No hay caminos rectos en la superación de una adicción. Las recaídas, por ejemplo, no deberían verse como fracasos, sino como parte del proceso de aprendizaje. Son momentos difíciles, sí, pero también oportunidades para volver a empezar con más herramientas y más conciencia. La mirada social, sin embargo, suele ser dura y poco comprensiva con estos altibajos. Y aquí es donde entra en juego el papel imprescindible del entorno.
Familiares, amigos y profesionales tienen un papel clave en esta etapa. El apoyo no consiste solo en estar presentes: hay que escuchar, acompañar, poner límites sanos y creer, incluso cuando cuesta, en la capacidad de cambio de la persona afectada. Esta confianza, cuando se genuina, puede incluso convertirse en una fuerza transformadora. Pero también hay que ser pacientes, porque recuperar la credibilidad no se hace de un día para otro.
La confianza no se concede por sí misma: se construye. Con coherencia, con compromiso y con gestos concretos. Por eso, la recuperación es también un proceso relacional. No sólo cambia la persona que lucha contra la adicción, sino todo su entorno.

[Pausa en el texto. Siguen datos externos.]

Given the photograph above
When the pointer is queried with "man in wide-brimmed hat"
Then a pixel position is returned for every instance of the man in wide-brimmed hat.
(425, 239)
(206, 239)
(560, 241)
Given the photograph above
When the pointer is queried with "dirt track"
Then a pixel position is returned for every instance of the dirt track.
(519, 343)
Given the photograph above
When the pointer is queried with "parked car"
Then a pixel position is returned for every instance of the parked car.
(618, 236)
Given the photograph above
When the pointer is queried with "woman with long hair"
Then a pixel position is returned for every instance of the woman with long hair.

Es un reto compartido que pondrá a prueba la resiliencia y la empatía de todos los que están implicados.
Y más allá del ámbito íntimo, la recuperación también exige un compromiso social. Es necesario romper el estigma que rodea a las adicciones y abandonar las visiones moralizadoras que solo alimentan la culpa y el aislamiento.
Es responsabilidad colectiva generar entornos que acojan y no juzguen, que ofrezcan segundas oportunidades en lugar de condenas silenciosas. Esto significa, entre otras cosas, garantizar recursos terapéuticos accesibles y comunidades capaces de acompañar los procesos sin prisa ni presión. Porque cuando una persona en proceso de recuperación siente que no está sola ni juzgada, las posibilidades de reconstruir la confianza se multiplican.